A couple other questions, in Cubase 11 how are the smufl fonts loaded (I’m currently on 10.5)?

In 11, in the Score Settings, would I select “Dorico Bravura” as the “Score Font” and then have all the different options under “Font”? Would those font options (in Score Settings, usually Arial, etc.) show up with the names in the PDF (like “U+E280–U+E28F”, etc)? If so I assume that a quarter-tone symbol, might show up by typing a certain qwerty letter or something? If so, I guess that I’d have to load different “fonts” if I needed symbols from different “U+E…” font/accidentals sets?

Sorry for all the questions. Your help is very much appreciated.

Wonderful!

A couple other questions, in Cubase 11 how are the smufl fonts loaded (I’m currently on 10.5)?

Bravura can be used as the native font in C11. However, that doesn’t extend to accidentals, so you would use the above method still.

As far as how to type them in, on Windows you are supposed to be able to type the code (without U+) and then hit alt-x:
e477 alt-x. But I could not get that to work in Cubase… Didn’t investigate further- I have tons of keyboard customizations so I don’t know if Cubase blocks this or I did. :confused:

Looks like this in the menu:

You are going to be amazed at how the Score editor has grown. Check out this video of Greg Ondo’s

These GUI improvements are great. Can we have the note play softer as we make the notehead smaller?

No.

Unfortunately I ran into a problem. In C10.5, using the Bravura font, the pasted microtonal symbols show up, but I have to use a very large font size to make them the same size as the usual score accidentals.

The problem is that when I place the custom-text-accidental in, the extra large area (from the large font, and the extraneous blank text space created below and above the symbol in the text area) shifts the nearby staves in the score (as it would if you move an inserted text field way above the staff… it would move the next staff above it away, to make room).

Would C11’s Dorico Bravura font have a better representation of the symbol size (thus not needing to expand the font size so much)? Are there other fonts besides Bravura (in C10.5) that would show the pasted accidental in a more size-accurate way? Any other options to paste different web based accidentals?

I think you are working in Edit mode. Does the same thing happen in Page mode? Here, no.

Page Mode?

You are correct, in Page Mode nearby staves don’t readjust their positions, but unfortunately I have to do most all of my work in Edit Mode (as it auto formats everything), but the large font is sending the staves a bit too much out of whack to work efficiently.

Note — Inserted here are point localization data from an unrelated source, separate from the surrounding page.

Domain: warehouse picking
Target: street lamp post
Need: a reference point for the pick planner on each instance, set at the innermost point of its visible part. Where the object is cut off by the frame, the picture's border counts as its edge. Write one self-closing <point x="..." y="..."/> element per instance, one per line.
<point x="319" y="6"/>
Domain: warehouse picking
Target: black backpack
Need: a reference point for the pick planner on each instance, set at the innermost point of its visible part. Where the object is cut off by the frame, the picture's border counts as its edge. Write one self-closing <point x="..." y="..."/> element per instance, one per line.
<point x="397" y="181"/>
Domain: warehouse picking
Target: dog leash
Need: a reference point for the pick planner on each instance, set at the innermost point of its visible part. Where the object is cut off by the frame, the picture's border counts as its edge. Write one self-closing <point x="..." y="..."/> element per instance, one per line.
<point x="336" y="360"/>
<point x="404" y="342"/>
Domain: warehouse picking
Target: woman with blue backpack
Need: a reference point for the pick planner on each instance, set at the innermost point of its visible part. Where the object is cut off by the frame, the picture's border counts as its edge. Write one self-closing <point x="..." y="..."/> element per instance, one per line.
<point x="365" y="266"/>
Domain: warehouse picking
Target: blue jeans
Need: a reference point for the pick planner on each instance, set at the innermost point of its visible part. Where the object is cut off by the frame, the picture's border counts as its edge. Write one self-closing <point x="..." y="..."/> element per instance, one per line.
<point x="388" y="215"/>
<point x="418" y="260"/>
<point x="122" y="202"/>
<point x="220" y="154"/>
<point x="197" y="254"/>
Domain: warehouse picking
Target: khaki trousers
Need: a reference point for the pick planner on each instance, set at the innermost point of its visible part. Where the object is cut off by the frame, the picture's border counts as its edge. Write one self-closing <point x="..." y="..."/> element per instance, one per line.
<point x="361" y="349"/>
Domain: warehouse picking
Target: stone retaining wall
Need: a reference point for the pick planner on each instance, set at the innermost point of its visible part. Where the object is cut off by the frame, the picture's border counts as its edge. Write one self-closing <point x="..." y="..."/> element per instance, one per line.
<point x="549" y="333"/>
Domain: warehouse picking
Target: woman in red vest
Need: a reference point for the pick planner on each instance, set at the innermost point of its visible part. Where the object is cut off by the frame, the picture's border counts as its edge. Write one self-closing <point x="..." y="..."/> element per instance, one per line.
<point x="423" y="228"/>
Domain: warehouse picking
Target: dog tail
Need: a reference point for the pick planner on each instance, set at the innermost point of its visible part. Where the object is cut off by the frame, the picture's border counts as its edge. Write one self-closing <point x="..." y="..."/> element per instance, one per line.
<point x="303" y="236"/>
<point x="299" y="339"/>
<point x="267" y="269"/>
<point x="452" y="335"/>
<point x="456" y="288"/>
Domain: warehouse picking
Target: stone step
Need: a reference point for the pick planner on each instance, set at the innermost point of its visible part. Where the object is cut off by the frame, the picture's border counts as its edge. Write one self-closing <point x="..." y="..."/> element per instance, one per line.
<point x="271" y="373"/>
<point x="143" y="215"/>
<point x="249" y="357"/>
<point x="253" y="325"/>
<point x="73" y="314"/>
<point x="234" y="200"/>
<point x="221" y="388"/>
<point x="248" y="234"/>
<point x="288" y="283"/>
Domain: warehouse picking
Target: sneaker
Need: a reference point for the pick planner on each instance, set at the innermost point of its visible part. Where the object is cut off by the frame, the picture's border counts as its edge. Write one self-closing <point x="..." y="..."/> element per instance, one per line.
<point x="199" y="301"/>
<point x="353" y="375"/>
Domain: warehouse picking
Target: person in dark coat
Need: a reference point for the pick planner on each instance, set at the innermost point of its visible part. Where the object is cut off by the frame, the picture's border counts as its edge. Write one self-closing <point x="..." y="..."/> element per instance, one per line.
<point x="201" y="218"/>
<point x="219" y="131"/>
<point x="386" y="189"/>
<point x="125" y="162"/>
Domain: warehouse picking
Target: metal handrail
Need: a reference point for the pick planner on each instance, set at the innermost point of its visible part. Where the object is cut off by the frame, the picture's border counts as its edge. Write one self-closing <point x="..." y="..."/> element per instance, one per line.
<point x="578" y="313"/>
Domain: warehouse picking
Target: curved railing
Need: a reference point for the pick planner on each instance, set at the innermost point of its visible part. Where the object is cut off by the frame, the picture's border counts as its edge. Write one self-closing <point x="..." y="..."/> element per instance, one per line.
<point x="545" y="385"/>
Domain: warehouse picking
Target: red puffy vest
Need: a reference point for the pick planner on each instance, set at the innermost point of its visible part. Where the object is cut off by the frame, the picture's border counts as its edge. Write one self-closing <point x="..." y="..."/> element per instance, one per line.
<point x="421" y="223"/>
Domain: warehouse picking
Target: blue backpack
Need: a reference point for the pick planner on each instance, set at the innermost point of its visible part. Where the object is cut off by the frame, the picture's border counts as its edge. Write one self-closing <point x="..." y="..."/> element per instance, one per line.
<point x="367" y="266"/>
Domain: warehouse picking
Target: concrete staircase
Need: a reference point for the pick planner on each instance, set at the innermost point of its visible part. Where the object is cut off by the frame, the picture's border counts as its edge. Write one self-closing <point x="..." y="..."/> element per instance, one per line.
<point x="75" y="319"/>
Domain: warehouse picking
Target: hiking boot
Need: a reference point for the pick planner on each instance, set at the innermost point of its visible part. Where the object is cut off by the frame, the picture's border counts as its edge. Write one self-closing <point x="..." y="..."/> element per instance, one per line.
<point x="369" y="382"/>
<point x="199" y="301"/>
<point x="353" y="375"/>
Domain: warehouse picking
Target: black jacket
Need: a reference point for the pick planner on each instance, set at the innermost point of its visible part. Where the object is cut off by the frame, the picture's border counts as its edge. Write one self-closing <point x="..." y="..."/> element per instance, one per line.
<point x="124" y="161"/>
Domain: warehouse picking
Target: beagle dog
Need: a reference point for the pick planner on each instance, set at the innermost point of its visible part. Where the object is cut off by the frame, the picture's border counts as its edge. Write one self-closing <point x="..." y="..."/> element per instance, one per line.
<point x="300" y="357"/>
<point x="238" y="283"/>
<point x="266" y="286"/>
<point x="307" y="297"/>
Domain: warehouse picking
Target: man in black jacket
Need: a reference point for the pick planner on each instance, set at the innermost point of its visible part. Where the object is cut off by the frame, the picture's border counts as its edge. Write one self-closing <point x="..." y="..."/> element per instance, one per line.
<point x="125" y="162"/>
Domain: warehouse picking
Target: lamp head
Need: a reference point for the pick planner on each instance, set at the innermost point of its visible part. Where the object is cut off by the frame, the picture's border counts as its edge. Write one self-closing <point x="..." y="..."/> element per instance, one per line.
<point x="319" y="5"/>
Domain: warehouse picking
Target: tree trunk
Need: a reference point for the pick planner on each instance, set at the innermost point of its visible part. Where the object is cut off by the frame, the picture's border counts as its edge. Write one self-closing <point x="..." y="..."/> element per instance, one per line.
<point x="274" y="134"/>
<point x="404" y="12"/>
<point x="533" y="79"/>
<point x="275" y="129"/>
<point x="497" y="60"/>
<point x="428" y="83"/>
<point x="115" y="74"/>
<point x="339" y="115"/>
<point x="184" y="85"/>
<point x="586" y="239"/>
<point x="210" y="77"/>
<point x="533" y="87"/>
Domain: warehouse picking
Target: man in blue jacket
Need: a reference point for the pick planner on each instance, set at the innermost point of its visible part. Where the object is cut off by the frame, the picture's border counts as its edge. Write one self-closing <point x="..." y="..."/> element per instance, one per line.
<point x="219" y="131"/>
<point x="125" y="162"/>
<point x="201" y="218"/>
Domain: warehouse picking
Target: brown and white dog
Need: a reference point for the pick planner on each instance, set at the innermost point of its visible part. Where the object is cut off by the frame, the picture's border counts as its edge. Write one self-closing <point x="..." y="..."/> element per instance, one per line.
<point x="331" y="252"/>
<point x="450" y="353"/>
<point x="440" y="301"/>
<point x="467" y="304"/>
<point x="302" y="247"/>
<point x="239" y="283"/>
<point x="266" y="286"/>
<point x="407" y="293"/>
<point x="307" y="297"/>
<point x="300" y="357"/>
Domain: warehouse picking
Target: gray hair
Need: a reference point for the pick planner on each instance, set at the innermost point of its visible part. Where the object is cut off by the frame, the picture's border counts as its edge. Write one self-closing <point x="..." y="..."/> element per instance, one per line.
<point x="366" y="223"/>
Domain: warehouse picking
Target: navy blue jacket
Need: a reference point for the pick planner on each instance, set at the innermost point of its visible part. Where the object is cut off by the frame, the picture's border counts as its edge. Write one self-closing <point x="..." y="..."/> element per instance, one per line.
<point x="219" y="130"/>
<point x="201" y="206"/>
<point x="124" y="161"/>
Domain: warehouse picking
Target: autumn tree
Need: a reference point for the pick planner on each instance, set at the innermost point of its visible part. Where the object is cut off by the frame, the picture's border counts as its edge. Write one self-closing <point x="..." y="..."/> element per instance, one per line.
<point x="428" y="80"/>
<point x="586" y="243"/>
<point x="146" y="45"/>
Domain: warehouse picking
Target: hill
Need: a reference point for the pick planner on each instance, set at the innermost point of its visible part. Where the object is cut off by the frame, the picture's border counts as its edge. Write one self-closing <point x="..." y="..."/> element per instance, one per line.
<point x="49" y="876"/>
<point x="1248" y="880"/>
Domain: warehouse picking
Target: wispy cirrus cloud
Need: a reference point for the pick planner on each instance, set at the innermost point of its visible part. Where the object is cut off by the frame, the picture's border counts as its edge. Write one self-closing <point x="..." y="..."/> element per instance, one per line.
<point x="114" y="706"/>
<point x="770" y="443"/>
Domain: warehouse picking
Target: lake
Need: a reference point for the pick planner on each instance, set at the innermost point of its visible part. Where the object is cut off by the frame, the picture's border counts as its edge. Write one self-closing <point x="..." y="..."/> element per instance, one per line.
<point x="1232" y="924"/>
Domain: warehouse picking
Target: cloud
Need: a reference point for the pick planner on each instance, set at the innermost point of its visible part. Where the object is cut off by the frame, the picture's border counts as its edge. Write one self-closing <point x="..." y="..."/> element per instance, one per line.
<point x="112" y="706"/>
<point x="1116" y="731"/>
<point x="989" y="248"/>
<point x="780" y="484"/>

Any other brainstorming on how I might get around that font size problem? (other font accidentals that could added somehow, or if C11 would offer some kind of a solution?)

I would try another font.

Based on the excellent post by Steve, I made a small tutorial for a not so bad workaround in the Cubase 11 scoring section.
You need Cubase 11 installed for best results. (there is a font size difference between v11 and v10.5)

Here you go:

Are there any other fonts besides Bravura font will visually show the pasted microtonal accidentals properly? When I try others, the symbols copied from the pdf show up as random symbols (square box, etc) in Cubase (as text).

Have a look at what SMuFL is about: https://www.smufl.org

But the symbols are simply characters in a font, exactly like letters and numbers, so find a font somewhere with the characters you need.